Photo by Ludwig
ハンス・クナッパーツブッシュ その苦悩と偉大
クナを聞く
(旧)日本ハンス・クナッパーツブッシュ研究会 資料
- Hans Knappertsbusch Concerts Register
- Hans Knappertsbusch Vinyl Disocography
- ハンス・クナッパーツブッシュ 〜生誕百年に寄せて〜 ガブリエレ・E・マイヤー 石橋 邦俊 訳
- クナッパーツブッシュ ヴァルター・パノフスキー著 石橋 邦俊 訳

それまでの小生は、フリッツ・ライナーやジョージ・セル、ピエール・ブーレーズなどの、どちらかというとアメリカで活躍していた指揮者による明晰な音楽が正しいと思っていて、クナッパーツブッシュはほとんど視野に入っていなかった。
ところが一時期、「エロイカ」という音楽そのものに深く感動した小生は、「エロイカ」のCDを漁りまくった時期があった。きっかけは、カラヤン盤とワルター盤の落差に驚いたということがある。それなら、さまざまな指揮者による「エロイカ」を聞いてみようと、リリースされている「エロイカ」を片っ端から買い集めた。
その中に、クナッパーツブッシュの「エロイカ」があり、その音楽の深く慟哭する音楽に、「こういう表現もありなのか」と心底驚いた。今でも、さまざまな指揮者による「エロイカ」を聞くが、クナッパーツブッシュの音楽のもたらしてくれた深く巨大な感動に結びついた演奏録音は残念ながらない。
クナッパーツブッシュの虜になった小生は、それからさまざまなクナッパーツブッシュの録音を集めた。

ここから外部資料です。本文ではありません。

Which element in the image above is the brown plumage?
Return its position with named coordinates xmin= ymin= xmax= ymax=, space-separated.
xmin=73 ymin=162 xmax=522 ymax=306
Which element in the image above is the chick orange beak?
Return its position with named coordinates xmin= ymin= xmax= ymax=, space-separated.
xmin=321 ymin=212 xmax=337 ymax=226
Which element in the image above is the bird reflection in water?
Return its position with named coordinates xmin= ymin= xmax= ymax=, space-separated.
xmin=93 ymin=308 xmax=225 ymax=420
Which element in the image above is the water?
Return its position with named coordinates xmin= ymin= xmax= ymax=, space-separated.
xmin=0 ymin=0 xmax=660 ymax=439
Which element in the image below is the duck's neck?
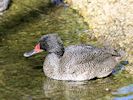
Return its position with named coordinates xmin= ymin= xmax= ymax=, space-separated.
xmin=48 ymin=45 xmax=64 ymax=58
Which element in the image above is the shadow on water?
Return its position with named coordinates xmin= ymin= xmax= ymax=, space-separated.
xmin=0 ymin=2 xmax=57 ymax=38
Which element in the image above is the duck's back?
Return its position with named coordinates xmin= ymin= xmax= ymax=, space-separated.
xmin=60 ymin=45 xmax=119 ymax=80
xmin=61 ymin=45 xmax=111 ymax=66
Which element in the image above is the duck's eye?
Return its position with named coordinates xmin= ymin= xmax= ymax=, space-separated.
xmin=44 ymin=36 xmax=48 ymax=40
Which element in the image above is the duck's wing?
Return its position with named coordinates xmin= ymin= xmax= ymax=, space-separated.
xmin=60 ymin=45 xmax=117 ymax=74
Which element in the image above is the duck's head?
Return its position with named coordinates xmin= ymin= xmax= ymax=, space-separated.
xmin=24 ymin=33 xmax=64 ymax=57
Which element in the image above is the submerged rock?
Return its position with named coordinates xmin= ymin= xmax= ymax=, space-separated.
xmin=0 ymin=0 xmax=10 ymax=13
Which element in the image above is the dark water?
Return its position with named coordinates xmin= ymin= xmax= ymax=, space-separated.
xmin=0 ymin=0 xmax=133 ymax=100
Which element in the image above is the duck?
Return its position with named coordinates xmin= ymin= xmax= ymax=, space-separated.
xmin=24 ymin=33 xmax=121 ymax=81
xmin=0 ymin=0 xmax=10 ymax=13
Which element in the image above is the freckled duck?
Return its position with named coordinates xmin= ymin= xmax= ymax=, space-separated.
xmin=24 ymin=34 xmax=121 ymax=81
xmin=0 ymin=0 xmax=10 ymax=13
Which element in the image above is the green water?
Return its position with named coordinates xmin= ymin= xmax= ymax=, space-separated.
xmin=0 ymin=0 xmax=133 ymax=100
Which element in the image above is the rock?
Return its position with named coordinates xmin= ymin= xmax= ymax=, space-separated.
xmin=0 ymin=0 xmax=10 ymax=13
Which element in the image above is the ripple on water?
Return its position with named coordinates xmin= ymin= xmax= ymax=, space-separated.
xmin=112 ymin=84 xmax=133 ymax=100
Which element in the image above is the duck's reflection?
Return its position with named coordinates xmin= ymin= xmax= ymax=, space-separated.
xmin=43 ymin=79 xmax=88 ymax=100
xmin=43 ymin=78 xmax=114 ymax=100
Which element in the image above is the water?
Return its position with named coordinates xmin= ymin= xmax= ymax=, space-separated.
xmin=0 ymin=0 xmax=133 ymax=100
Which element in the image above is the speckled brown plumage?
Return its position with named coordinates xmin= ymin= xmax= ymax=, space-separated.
xmin=37 ymin=34 xmax=120 ymax=81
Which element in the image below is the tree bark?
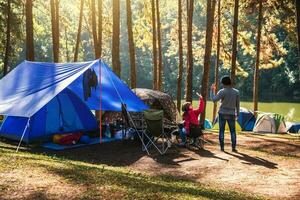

クナッパーツブッシュは、1888年に生まれ、ふたつの世界大戦をくぐり抜けている。特に第2次大戦はドイツに大きな戦禍をもたらしたが、クナッパーツブッシュもナチ台頭のころから、ドイツで仕事の場を奪われたり、一人娘を病気で亡くしたりと、さまざまな苦難をくぐり抜けねばならなかった。
それでも、クナッパーツブッシュはおやじ的なユーモアを忘れず、死ぬまでどこか素っとぼけたところがあった。身長は1メートル93センチ、バイエルン州立歌劇場音楽監督時代、ドイツ楽壇を追放される前は金髪碧眼でゲルマン民族の典型ともてはやされたこともある。
リヒャルト・ワーグナーのスペシャリストとして出発、そのスタンスは生涯変わることがなかった。第2次大戦後のバイロイト祝祭音楽祭では、クナッパーツブッシュのワーグナーは大きな目玉のひとつだった。
ただ、クナッパーツブッシュのレパートリーはひじょうに狭いと信じられてきたが、それは晩年になってからのことで、実際にはさまざまな音楽を指揮している。 クナッパーツブッシュの音楽は、同時代のどの指揮者の音楽とも似ていない。その音楽は機能的と言うより情動的で、縦の線を合わせるよりメロディのより大きな振幅の呼吸感に特徴がある。また、リハーサルを重ねて失敗のない演奏よりも、オーケストラのメンバーの自発性を尊重し、即興的な音楽作りを好んだ。そのようなクナッパーツブッシュの音楽が、ドイツ人指揮者に特有な低弦域を強調したピラミッド・バランスのなかで実現すると、まるで音楽が魔法にかかったように呼吸し、生きているように聞き手に迫ってゆく。
クナッパーツブッシュは、それほど多くのスタジオ録音を残さなかったが、近年、数多くのライヴ録音が発掘されるようになった。さらに世界で初めてではないかと思われるクナッパーツブッシュの生涯に関する著作も、奥波一秀著「クナッパーツブッシュ 音楽と政治」(みすず書房刊)で読めるようになった。それまでは、深い霧に閉ざされたように、断片的にしかクナッパーツブッシュのことは分からなかったのだ。
クナッパーツブッシュは、ある人にとっては過去の遺物に過ぎないのかも知れない。 しかし、その音楽に触れる時、人懐っこいメロディ・ライン、地の底からわき上がるような低域、独特のフレーズの繋ぎ方、オーケストラ・バランスに、かけがえのない音楽を聞かせてもらっているような神々しささえ感じる。
小生は、生涯クナッパーツブッシュ・ファンであることをやめないだろうし、それが大きな生きてゆく上での糧ともなっている。